Q&A with Tom: Pectus Excuvatum

Read this exchange between Tom and a follower about his pectus excuvatum. 

Hello Tom,

I have pectus excuvatum. I’ve read your 3D book (Body3) and half way through Anatomy Trains. Those books are great and I will likely need to read them three more times to fully absorb everything. Because of your work I have a deeper understanding of the body that other books failed to deliver.

At one point I was all about getting surgery and went for all the pre tests. I’ve done in depth studying on muscle/bones and movement for art and animation. For exercise, I lift weights. It’s a simple lifting routine based on progressive overload with the majority of the lifts using the barbell and dumbbell free weights. And only around 3 exercises per workout. I also do melt with the foam roller and balls. I just recently learned how to truly walk and breathe. To walk by rotating the torso (like in martial arts for structure) and breathe by using my abdomen and nose.

PE2 PE1

I was wondering if there’s any exercises I can do or manual therapy on myself that will help open up the sternum and ribs. Or something I can do to breathe better?

Hello,

You seem to be in good shape but for the extreme shortness between your sternum and thoracic spine along the the central tendon of your diaphragm.

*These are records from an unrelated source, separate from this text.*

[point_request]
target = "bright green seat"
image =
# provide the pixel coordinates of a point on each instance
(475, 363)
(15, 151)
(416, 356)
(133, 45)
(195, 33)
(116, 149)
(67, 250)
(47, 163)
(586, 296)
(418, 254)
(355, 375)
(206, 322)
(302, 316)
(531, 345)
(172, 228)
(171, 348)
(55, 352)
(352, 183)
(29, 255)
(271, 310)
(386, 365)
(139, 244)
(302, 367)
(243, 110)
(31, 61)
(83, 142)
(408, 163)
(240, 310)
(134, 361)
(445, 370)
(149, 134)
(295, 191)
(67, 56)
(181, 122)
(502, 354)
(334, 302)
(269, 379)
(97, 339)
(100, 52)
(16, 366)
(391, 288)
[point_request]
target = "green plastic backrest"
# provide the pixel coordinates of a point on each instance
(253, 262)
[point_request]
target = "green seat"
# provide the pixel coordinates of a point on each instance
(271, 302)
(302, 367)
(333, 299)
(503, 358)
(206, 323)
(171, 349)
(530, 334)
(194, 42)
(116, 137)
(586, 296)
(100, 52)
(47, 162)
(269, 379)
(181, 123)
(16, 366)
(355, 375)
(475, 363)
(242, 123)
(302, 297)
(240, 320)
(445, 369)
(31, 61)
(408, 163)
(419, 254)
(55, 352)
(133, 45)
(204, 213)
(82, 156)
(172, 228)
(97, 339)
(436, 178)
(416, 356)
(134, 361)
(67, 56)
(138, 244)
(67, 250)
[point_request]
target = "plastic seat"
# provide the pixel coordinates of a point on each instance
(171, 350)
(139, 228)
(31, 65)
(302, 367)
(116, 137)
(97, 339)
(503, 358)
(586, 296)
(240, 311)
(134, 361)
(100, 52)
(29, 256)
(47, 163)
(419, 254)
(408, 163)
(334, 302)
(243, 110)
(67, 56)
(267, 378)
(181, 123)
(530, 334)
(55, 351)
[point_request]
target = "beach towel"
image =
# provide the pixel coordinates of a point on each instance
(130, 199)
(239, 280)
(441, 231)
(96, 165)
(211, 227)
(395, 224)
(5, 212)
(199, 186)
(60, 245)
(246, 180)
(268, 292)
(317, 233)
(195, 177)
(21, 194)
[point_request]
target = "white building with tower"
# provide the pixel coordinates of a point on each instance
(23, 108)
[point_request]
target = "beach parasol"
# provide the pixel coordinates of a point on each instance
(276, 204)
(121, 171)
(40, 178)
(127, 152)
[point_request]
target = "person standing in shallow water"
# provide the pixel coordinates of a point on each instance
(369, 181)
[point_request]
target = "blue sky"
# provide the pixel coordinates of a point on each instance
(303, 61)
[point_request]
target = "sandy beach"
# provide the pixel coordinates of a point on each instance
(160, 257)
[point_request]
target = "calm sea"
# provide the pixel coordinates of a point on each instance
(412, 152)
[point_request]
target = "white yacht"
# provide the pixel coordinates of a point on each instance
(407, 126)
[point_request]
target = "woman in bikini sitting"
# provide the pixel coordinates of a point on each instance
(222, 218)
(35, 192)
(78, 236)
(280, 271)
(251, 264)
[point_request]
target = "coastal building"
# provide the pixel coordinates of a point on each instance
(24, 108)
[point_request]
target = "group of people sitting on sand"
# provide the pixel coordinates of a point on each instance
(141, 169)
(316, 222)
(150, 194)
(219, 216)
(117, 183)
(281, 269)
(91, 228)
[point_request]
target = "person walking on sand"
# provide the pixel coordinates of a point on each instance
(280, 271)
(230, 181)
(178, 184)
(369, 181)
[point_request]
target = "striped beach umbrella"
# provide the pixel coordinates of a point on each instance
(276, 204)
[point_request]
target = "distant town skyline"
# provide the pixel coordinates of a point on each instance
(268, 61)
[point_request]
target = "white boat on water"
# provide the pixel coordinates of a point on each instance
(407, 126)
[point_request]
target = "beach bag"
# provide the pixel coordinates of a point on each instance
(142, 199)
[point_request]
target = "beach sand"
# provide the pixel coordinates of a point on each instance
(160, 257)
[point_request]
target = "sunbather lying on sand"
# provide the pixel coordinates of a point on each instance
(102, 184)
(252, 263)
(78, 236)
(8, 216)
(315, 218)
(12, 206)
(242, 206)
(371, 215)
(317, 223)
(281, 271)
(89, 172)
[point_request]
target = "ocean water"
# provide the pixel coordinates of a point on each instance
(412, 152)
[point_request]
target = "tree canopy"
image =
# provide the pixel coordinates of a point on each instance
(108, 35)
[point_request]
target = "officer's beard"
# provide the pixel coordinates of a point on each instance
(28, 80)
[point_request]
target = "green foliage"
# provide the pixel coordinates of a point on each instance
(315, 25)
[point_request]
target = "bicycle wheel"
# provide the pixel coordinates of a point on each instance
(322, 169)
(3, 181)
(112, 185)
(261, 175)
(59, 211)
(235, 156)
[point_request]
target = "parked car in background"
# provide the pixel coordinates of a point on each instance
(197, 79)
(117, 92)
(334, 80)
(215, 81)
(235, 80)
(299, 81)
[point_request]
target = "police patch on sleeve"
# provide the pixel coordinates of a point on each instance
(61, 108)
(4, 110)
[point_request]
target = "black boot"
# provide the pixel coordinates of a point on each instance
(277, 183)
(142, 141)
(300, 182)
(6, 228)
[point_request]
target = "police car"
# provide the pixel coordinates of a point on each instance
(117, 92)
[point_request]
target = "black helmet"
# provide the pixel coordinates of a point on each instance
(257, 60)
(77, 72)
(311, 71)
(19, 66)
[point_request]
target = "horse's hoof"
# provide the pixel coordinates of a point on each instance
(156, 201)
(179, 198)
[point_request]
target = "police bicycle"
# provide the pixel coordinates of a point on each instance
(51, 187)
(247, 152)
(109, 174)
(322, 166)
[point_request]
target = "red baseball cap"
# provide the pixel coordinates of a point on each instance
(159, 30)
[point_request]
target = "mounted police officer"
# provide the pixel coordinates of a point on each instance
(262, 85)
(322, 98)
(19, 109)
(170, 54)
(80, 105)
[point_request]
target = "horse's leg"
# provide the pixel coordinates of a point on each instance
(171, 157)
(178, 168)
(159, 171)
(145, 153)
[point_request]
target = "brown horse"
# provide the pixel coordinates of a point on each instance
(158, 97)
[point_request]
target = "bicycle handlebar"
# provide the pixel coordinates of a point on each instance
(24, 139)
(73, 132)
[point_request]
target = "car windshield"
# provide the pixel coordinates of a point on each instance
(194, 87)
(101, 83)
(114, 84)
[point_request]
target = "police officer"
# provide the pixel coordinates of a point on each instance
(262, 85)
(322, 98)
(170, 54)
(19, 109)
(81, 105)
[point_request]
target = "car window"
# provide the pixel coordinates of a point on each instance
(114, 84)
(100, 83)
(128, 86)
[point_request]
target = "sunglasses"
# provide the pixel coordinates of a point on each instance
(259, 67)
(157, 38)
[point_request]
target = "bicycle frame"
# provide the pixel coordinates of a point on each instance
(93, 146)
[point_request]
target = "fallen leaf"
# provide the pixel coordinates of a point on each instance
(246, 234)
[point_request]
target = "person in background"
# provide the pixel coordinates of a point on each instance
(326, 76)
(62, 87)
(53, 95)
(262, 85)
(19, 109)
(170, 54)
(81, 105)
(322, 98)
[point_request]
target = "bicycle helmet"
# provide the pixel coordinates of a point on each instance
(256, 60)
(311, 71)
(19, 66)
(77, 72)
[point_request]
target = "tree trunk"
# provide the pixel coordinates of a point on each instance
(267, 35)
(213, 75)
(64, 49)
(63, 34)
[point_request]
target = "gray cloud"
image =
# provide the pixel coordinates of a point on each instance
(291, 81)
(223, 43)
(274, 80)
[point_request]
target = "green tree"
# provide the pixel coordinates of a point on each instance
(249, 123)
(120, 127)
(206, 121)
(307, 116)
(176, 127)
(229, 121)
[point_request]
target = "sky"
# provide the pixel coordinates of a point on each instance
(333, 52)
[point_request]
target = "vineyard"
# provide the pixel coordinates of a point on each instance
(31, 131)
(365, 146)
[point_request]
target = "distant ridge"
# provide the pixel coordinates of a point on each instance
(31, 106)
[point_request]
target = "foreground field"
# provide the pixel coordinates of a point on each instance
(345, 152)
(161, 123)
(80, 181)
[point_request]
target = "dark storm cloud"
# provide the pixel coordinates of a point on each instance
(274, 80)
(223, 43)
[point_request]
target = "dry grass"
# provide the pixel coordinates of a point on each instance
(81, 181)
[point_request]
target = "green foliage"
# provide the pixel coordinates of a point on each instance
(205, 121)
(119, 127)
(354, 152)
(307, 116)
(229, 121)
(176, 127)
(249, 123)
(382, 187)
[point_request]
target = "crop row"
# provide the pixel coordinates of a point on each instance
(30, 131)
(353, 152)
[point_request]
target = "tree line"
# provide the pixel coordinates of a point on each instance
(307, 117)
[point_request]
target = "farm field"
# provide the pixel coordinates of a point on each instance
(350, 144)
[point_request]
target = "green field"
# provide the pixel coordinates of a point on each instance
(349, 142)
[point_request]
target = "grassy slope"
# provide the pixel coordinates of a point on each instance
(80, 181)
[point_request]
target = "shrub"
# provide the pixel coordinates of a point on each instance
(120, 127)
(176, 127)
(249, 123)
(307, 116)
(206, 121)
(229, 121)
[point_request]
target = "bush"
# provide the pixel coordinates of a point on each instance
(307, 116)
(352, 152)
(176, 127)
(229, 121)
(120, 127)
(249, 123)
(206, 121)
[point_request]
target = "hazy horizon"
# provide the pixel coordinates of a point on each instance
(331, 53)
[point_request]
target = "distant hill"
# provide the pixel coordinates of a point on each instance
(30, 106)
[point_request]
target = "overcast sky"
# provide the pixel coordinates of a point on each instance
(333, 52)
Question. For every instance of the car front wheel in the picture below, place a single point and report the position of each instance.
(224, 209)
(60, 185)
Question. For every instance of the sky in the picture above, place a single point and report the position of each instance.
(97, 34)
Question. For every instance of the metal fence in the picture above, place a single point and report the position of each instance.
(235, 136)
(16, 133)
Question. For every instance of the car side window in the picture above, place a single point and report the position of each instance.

Working from the outside on this is difficult, and the best place for SMR (tennis ball or similar) along the angle of the ribs in back – right at the border between the back muscles and where you can feel the ribs – go up and down there – not on the sides, not on the spines, but in between, southeast and southwest.

To open the tendon is a matter of the primal scream, best induced through rebirthing / holotropic breath work / whatever it’s being called these days. You need a guide for that, preferably experienced.

-Tom

I found the tendon in Netters. It looks like a V shaped parachute with a hole on one side. I’m assuming mine is really thin and tight or something? I have a hard rubber tool and was wondering if it would work on the thoracic angle area.

I’ve been studying psychology and doing meditation and dynamic meditation so I’m excited to find a guide to do the holotropic work to open my chest. I can’t wait to know what it feels like to stretch that tendon.

Thanks Tom!

PE3
This wonderful photo from McMinn (it’s in my book) shows the diaphragm going from the xiphoid process at the bottom of the sternum in front to the front of the thoracic spine in back – this is the fascia that is ‘short’ (actually everything else just grows bigger around it) in cases of pectus excavatum. As you can see, it runs right under the heart and includes the esophagus and blood vessels, so having it that tight ain’t great for one’s physiology, as well as actual breathing, as well as looks. Because it is inside the thoracic cavity, you have to approach it from a visceral and a ‘re-breathing’ point of view.

Yes, a tool like that is fine for your back ribs I was talking about – but don’t use tools on your front near your diaphragm – you may negatively affect your solar plexus, and you won’t like the results.

A competently trained visceral osteopathic bodyworker can help you some, but this is mostly deeply biophyscological – you had (this is me going out on a limb, may be wrong) a deep scare when very young. As a result, the central tendon of the diaphragm was permanently tensed in shock, so it stopped growing as fast as the rest of you. So it didn’t shorten per se, it just didn’t grow as much as a the rest of your ribs, but the net result is a short tendon in the A-P direction.

It will feel like a big relieving sigh when that tendon opens. But don’t be surprised if there is accompanying fear or terror as you get into the breathing.